- First tankōbon volume cover, featuring Eisaku Yazawa

カメレオン (Kamereon)
- Genre: Action; Comedy; Yankī;
- Written by: Atsushi Kase
- Published by: Kodansha
- Imprint: Shōnen Magazine Comics
- Magazine: Weekly Shōnen Magazine
- Original run: April 11, 1990 – February 2, 2000
- Volumes: 47
- Directed by: Mitsuo Hashimoto
- Written by: Takao Yotsuji
- Music by: Saburo Takada
- Studio: Studio Egg
- Licensed by: NA: ADV Films (#1 only);
- Released: August 16, 1992 – March 22, 1996
- Runtime: 50 min per episode
- Episodes: 6

Kuro Ageha
- Written by: Atsushi Kase
- Published by: Kodansha
- Imprint: Monthly Shōnen Magazine Comics
- Magazine: Monthly Shōnen Magazine
- Original run: December 6, 2014 – December 6, 2022
- Volumes: 20
- Anime and manga portal

= Chameleon (manga) =

Japanese manga series by Atsushi Kase

Chameleon (カメレオン, Kamereon) is a Japanese manga series written and illustrated by Atsushi Kase. It was serialized in Kodansha's shōnen manga magazine Weekly Shōnen Magazine from April 1990 to February 2000, with its chapters collected in 47 tankōbon volumes. The series follows the antics of tenth-grade student Eisaku Yazawa who wants to become a bōsōzoku.
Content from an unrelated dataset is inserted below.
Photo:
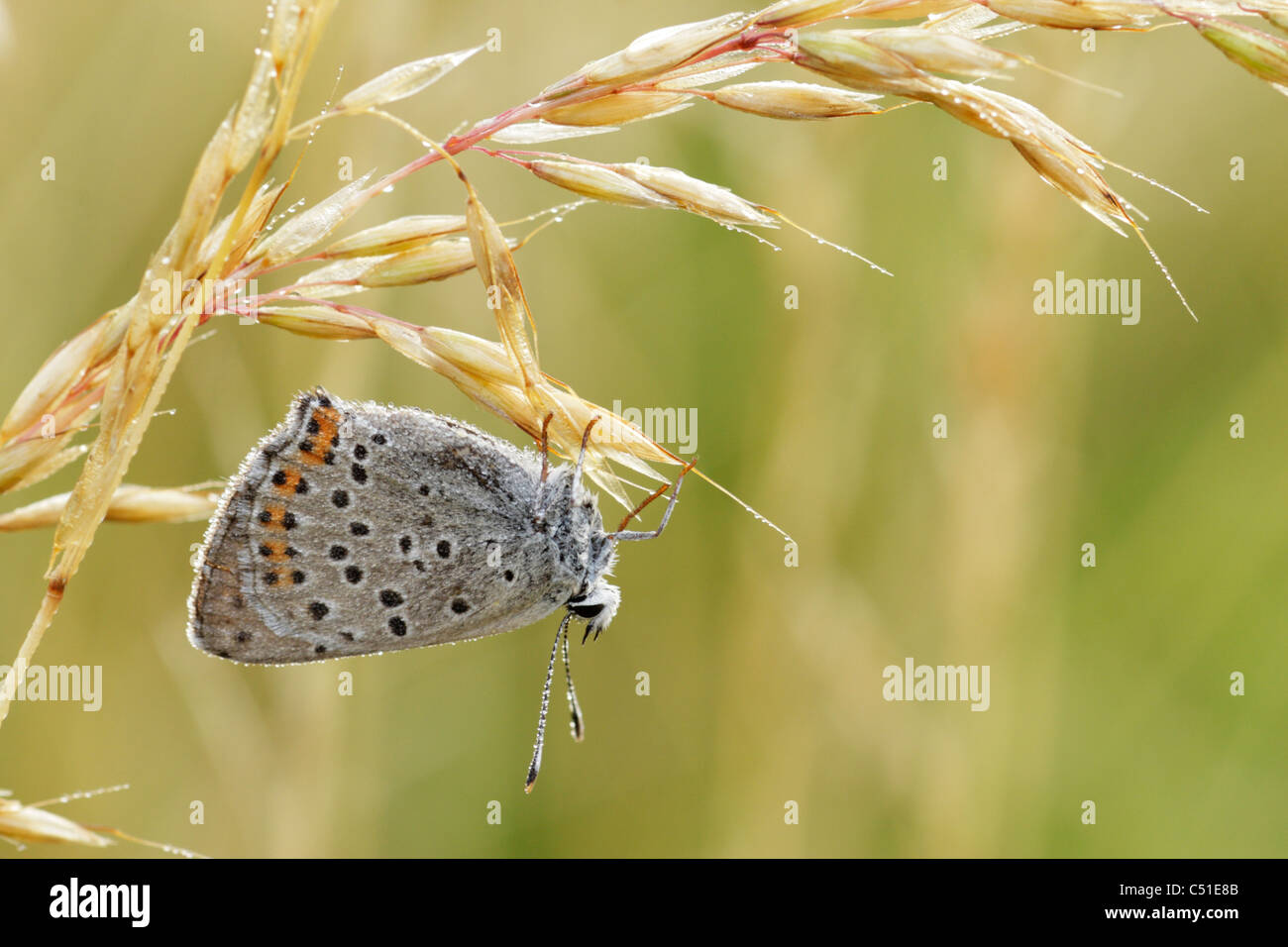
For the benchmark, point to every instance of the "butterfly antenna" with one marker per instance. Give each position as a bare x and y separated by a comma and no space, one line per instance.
579,727
535,767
A six-episode original video animation produced by Studio Egg was released from August 1992 to March 1996. The first episode was released in North America by ADV Films (in Japanese with English subtitles), under the title Bite Me! Chameleon, in February 1999.

The manga has had over 30 million copies in circulation. It won the 23rd Kodansha Manga Award in the shōnen category in 1999.

==Media==
===Manga===
Written and illustrated by Atsushi Kase, Chameleon was serialized in Kodansha's shōnen manga magazine Weekly Shōnen Magazine from April 11, 1990, to February 2, 2000. Kodansha collected its chapters in 47 tankōbon volumes, released from August 17, 1990, to March 16, 2000.

A one-shot chapter, titled Chameleon Seven Years After (カメレオン Seven Years After), was released in Kodansha's Monthly Shōnen Magazine on November 6, 2014; a manga sequel, titled (くろアゲハ, Kuro Ageha), started in the same magazine on December 6 of the same year. It finished on December 6, 2022. Kodansha collected its chapters in 20 tankōbon volumes, released from May 16, 2014, to February 16, 2023.

===Original video animation===
A six-episode original video animation (OVA) adaptation, produced by Studio Egg, was released from August 16, 1992, to March 22, 1996. It is set to be released on Blu-ray on April 24, 2024.

The first OVA episode was released by ADV Films (in Japanese with English Subtitles), under the title Bite Me! Chameleon, on February 23, 1999.

===Live-action film===
A direct-to-video live action film adaptation, produced by Nihon Eizō, was released on February 23, 1996.

===Other media===
In 2008, Hiro Mashima illustrated a one-shot remake of Chameleon for the 50th anniversary of Weekly Shōnen Magazine.

A pachinko game, called CR Chameleon, was by Taiyo Elec in 2012.

==Reception==
The manga has had over 30 million copies in circulation. It won the 23rd Kodansha Manga Award in the shōnen category in 1999.